In this document, we illustrate R functions for Bayesian marginal additive models (BMAM).
Heagerty and Zeger (2000) presented the marginal models in which the marginal mean, rather than the conditional mean given random effects, is regressed on covariates. Marginal models are useful when we are interested in associations averaged across a population of clusters. If the covariate-outcome association is unknown, we could use additive models to measure the potentially non-linear relationships. McGee and Stringer (2022) proposed a marginal additive model (MAM) for modeling dependent data with non-linear population-averaged associations.
We propose a Bayesian marginal additive model (BMAM) extending the marginal additive model (MAM) into a Bayesian context.
We consider a Generalized Additive Mixed Model (GAMM), \[ g\left\{\mu^{\mathrm{C}}\left(\boldsymbol{x}_{i j}, \boldsymbol{z}_{i j} \mid \boldsymbol{u}_{i}\right)\right\}=\sum_{l=1}^{p} f_{l}^{\mathrm{C}}\left(x_{i j l}\right)+\boldsymbol{z}_{i j}^{\mathrm{T}} \boldsymbol{u}_{i} \] where \(i = 1,\cdots,N\) indexes clusters and \(j = 1, \cdots, n_i\) indexes units within clusters.
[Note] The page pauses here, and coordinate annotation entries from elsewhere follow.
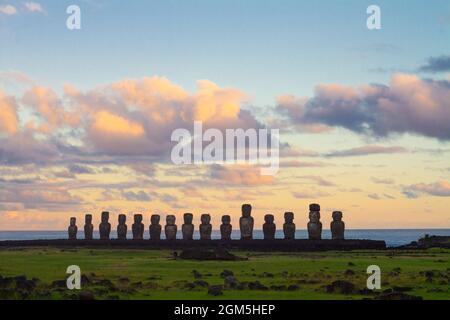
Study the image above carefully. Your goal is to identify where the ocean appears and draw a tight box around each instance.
[0,229,450,247]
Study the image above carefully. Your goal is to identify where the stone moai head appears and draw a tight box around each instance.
[134,214,142,224]
[102,211,109,223]
[284,212,294,223]
[242,204,252,218]
[166,214,176,225]
[183,213,194,224]
[200,214,211,224]
[333,211,342,221]
[222,215,231,224]
[150,214,161,224]
[264,214,275,224]
[309,211,320,223]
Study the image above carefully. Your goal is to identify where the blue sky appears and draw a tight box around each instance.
[0,0,450,230]
[0,0,450,105]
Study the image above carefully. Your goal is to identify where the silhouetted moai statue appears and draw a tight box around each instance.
[84,214,94,240]
[283,212,295,240]
[164,215,177,240]
[263,214,277,240]
[181,213,194,240]
[308,203,322,240]
[131,214,144,240]
[117,214,128,240]
[239,204,254,240]
[149,214,162,240]
[330,211,345,240]
[68,218,78,240]
[200,214,212,240]
[98,211,111,240]
[220,215,233,240]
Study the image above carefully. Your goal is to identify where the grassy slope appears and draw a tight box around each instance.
[0,248,450,299]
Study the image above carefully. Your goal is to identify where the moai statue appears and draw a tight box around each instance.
[84,214,94,240]
[98,211,111,240]
[149,214,161,240]
[117,214,128,240]
[164,215,177,240]
[330,211,345,240]
[263,214,277,240]
[283,212,295,240]
[239,204,254,240]
[68,218,78,240]
[220,215,233,240]
[308,203,322,240]
[200,214,212,240]
[131,214,144,240]
[181,213,194,240]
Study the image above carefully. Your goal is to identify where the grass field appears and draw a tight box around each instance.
[0,248,450,300]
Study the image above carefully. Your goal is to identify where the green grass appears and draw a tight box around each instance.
[0,248,450,299]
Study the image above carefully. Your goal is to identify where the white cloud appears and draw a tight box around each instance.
[24,1,44,13]
[0,4,17,16]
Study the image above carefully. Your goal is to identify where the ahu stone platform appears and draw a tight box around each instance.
[0,239,386,252]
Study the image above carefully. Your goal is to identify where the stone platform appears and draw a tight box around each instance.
[0,239,386,252]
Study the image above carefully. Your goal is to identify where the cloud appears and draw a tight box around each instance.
[122,190,152,201]
[277,74,450,140]
[418,55,450,73]
[0,90,19,135]
[403,181,450,198]
[324,145,407,157]
[0,4,18,16]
Random effects \(\boldsymbol{u}_{i}\) follow a normal distribution with mean 0 and covariance matrix \(\boldsymbol{\Sigma}=\boldsymbol{\Lambda}\left(\boldsymbol{\sigma}\right) \boldsymbol{\Omega} \boldsymbol{\Lambda}\left(\boldsymbol{\sigma}\right)\), where \(\boldsymbol{\Lambda}\left(\boldsymbol{\sigma}\right)\) denotes the diagonal matrix with diagonal elements \(\boldsymbol{\sigma}\).
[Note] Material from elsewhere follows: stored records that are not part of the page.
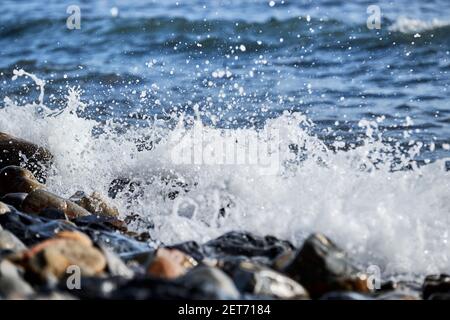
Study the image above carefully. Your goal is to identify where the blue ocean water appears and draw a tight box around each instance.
[0,0,450,275]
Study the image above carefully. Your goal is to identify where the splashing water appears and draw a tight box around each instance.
[0,71,450,274]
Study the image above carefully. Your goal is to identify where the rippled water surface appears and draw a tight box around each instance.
[0,0,450,273]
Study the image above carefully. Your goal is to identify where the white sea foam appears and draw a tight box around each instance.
[389,16,450,34]
[0,71,450,274]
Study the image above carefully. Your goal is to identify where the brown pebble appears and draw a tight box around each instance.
[148,248,197,279]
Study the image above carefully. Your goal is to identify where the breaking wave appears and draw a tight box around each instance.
[0,71,450,274]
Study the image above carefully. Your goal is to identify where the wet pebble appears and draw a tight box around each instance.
[69,191,119,218]
[0,132,53,180]
[147,248,197,279]
[226,261,309,299]
[0,260,34,299]
[0,166,44,196]
[0,230,27,253]
[422,274,450,299]
[285,234,370,298]
[22,190,90,219]
[0,192,28,210]
[181,266,240,300]
[24,231,106,279]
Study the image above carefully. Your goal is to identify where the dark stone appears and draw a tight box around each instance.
[0,166,44,196]
[0,132,53,182]
[69,191,119,218]
[285,234,369,298]
[422,274,450,299]
[0,260,34,299]
[22,190,91,219]
[219,261,309,299]
[0,230,27,253]
[100,246,134,278]
[0,193,28,210]
[180,266,240,300]
[202,232,294,265]
[40,208,67,220]
[72,215,127,232]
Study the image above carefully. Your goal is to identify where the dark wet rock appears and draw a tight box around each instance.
[428,292,450,301]
[0,132,53,180]
[147,248,197,279]
[0,230,27,253]
[69,191,119,218]
[39,208,68,220]
[100,246,134,279]
[320,291,375,300]
[0,166,44,196]
[167,241,205,261]
[60,277,186,300]
[422,274,450,299]
[72,215,127,232]
[0,206,150,255]
[223,261,309,299]
[0,210,75,246]
[285,234,370,298]
[0,193,28,210]
[22,190,90,219]
[202,232,294,265]
[0,202,11,215]
[23,231,106,279]
[180,266,240,299]
[0,260,34,299]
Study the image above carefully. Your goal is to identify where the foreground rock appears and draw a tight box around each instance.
[0,260,34,299]
[22,190,90,219]
[148,248,197,279]
[0,166,44,197]
[181,266,240,300]
[222,261,309,299]
[0,132,53,181]
[285,234,370,298]
[422,274,450,300]
[69,191,119,218]
[0,230,27,253]
[0,202,11,216]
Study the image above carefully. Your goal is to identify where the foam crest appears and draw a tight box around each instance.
[0,71,450,274]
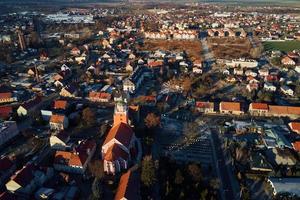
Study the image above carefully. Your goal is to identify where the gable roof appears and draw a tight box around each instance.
[289,122,300,133]
[115,170,140,200]
[251,103,269,110]
[54,100,68,110]
[220,102,241,111]
[103,122,134,147]
[50,115,65,123]
[0,92,12,99]
[104,144,128,161]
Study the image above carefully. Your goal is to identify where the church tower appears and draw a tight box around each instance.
[113,102,129,126]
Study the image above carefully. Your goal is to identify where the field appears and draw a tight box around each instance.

\(f_{l}^{\mathrm{C}}(x)=\sum_{q=1}^{d_{l}} b_{l q}^{\mathrm{C}}(x) \alpha_{l q}^{\mathrm{C}}\) are unknown smooth functions. Each \(\boldsymbol{\alpha}_{l}^{\mathrm{C}}\) is associated with a penalty \(\mathcal{P}_{\tau_{l}^{\mathrm{C}}}\left(\boldsymbol{\alpha}_{l}^{\mathrm{C}} ; \boldsymbol{S}_{l}\right) \propto \mathrm{exp} \left( - \tau_{l} \boldsymbol{\alpha}_{l}^{\mathrm{C}^\mathrm{T}} \boldsymbol{S}_{l} \boldsymbol{\alpha}_{l}^{\mathrm{C}} \right)\).
According to Wood (2006), \(\sum_{q=1}^{d_{l}} b_{l q}^{\mathrm{C}}(x) \alpha_{l q}^{\mathrm{C}}\) can be written as \(\sum_{q=1}^{d_{l}} b_{l q}^{*\mathrm{C}}(x) \alpha_{l q}^{*\mathrm{C}}\). Then the penalty can be termed as a prior distribution, \[ \alpha_{l k}^{*\mathrm{C}} \sim \mathrm{N}(0,\frac{1}{\tau_{l}}), k=3,\cdots,d_{l}, \] where \(\left[ b_{l 1}^{*\mathrm{C}}(x), b_{l 2}^{*\mathrm{C}}(x), \cdots, b_{l d_{l}}^{*\mathrm{C}}(x)\right] = \left[ b_{l 1}^{\mathrm{C}}(x), b_{l 2}^{\mathrm{C}}(x), \cdots, b_{l d_{l}}^{\mathrm{C}}(x)\right] \mathbf{D}_{l+}^{-1}\), \(\mathbf{D}_{l+} = \left[\begin{array}{cc} \mathbf{I}_{2} \ \ \mathbf{0} \\ \mathbf{D}_l \end{array}\right]\). and \(\mathbf{D}_l\) is a \((d_{l}-2)\times d_{l}\) matrix with \(\mathbf{D}_l^\mathrm{T} \mathbf{D}_l = S_l\)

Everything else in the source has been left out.